6- MÜVEKKİLLER TARAFINDAN HALİ HAZIRDA ŞÜPHELİ HAKKINDA AÇILAN MURİS MUVAZAASI DAVASI, ADANA ASLİYE HUKUK MAHKEMESİ 15 ESAS SAYILI DOSYASI İLE DERDESTTİR.
7- Adana Cumhuriyet Başsavcılığı’nın, şüpheli Ecem’in TCK’nın 272/2 maddesinde belirtilen yalan tanıklık suçunu işlediğine; şüphelinin TCK’nın 158/1-b maddesinde belirtilen nitelikli dolandırıcılık suçuna ilişkin haklarında kamu davası açılmasını gerektirir şüpheliler tarafından işlendiğine dair müşteki vekilinin soyut iddiaları dışında kamu davası açmayı gerektirir yeterli şüpheyi oluşturacak başka somut bir delil bulunmadığı sebebiyle kovuşturmaya yer olmadığı kararı kanuna aykırıdır. Bu nedenle söz konusu karara karşı itiraz etmek zorunluluğumuz hasıl olmuştur.

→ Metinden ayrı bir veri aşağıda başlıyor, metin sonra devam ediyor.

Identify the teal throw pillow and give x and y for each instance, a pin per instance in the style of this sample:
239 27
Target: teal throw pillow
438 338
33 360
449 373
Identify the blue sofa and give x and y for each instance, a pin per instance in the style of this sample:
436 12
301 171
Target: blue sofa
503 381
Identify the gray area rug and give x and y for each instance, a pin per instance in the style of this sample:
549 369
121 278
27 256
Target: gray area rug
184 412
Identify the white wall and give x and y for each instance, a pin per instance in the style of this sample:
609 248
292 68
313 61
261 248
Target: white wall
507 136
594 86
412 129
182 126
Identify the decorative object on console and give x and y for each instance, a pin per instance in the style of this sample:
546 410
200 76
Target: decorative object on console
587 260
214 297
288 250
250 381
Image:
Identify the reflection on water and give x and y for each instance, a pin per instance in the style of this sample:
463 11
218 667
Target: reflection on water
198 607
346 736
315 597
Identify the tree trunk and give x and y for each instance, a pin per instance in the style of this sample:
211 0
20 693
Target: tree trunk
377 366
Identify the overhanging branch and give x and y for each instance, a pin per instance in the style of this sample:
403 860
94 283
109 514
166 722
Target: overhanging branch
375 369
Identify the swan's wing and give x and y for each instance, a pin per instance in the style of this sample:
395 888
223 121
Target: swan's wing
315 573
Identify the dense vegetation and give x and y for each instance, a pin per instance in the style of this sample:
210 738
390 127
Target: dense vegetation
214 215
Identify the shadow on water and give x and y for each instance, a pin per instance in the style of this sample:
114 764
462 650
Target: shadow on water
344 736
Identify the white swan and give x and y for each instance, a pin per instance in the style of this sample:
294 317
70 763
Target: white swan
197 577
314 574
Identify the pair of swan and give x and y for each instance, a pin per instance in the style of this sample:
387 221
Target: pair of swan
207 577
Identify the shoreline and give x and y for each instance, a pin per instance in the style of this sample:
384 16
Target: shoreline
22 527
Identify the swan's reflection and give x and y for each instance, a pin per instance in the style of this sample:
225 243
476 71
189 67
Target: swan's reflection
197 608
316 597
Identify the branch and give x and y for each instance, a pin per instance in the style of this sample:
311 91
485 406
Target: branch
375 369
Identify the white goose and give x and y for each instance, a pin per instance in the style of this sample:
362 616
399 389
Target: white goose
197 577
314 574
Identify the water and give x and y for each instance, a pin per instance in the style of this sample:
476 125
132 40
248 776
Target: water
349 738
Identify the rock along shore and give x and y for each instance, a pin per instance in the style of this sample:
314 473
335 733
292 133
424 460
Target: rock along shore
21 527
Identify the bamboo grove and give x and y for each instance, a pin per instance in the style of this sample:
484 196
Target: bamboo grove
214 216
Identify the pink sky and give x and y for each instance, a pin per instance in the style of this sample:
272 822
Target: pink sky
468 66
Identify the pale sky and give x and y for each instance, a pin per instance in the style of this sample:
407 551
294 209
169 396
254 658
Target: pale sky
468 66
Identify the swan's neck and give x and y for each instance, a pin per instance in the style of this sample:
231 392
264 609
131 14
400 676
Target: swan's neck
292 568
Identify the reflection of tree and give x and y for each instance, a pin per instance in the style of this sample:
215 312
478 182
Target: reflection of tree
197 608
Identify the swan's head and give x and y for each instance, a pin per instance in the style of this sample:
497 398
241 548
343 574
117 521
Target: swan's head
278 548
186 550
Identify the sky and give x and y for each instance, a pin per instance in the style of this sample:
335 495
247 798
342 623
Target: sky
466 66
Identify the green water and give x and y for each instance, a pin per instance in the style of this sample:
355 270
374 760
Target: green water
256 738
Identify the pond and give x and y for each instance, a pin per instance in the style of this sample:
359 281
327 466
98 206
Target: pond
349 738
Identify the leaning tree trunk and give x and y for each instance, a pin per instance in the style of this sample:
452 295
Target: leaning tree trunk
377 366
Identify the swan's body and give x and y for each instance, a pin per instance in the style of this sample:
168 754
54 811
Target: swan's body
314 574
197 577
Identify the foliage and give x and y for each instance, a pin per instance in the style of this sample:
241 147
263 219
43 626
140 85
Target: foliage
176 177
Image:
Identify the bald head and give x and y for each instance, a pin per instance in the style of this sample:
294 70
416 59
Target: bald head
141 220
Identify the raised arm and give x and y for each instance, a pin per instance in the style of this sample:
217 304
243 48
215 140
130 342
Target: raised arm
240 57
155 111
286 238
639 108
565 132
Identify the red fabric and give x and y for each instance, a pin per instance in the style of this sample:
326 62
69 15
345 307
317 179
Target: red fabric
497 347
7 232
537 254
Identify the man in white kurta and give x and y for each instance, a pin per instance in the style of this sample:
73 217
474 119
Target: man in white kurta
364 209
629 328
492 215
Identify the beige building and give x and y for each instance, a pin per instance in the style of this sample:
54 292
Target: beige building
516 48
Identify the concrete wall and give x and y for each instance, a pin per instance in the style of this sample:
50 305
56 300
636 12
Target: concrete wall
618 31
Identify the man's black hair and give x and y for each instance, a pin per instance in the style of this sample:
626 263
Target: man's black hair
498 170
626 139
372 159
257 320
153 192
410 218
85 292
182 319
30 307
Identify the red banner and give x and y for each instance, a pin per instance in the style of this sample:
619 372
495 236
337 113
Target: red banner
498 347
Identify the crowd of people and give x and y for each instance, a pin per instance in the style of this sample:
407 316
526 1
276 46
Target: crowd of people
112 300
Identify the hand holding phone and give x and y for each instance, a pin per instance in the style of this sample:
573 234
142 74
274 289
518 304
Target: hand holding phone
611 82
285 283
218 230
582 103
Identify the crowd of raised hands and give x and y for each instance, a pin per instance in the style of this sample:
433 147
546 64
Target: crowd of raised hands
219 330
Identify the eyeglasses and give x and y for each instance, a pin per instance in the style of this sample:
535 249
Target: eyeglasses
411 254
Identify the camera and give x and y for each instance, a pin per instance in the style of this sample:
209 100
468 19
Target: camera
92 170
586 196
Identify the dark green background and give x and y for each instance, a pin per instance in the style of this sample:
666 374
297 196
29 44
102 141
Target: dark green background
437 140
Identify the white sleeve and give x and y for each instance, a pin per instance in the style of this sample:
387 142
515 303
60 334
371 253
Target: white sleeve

SONUÇ VE İSTEM : Yukarıda açıklanan nedenlerden dolayı:
1- Adana Cumhuriyet Başsavcılığı’nın 12 Soruşturma ve 13 Karar sayılı Kovuşturmaya Yer Olmadığına Dair Kararının KALDIRILMASINA,
2- Şüpheliler hakkında KAMU DAVASI AÇILMASINA karar verilmesini saygılarımla vekaleten talep ederim.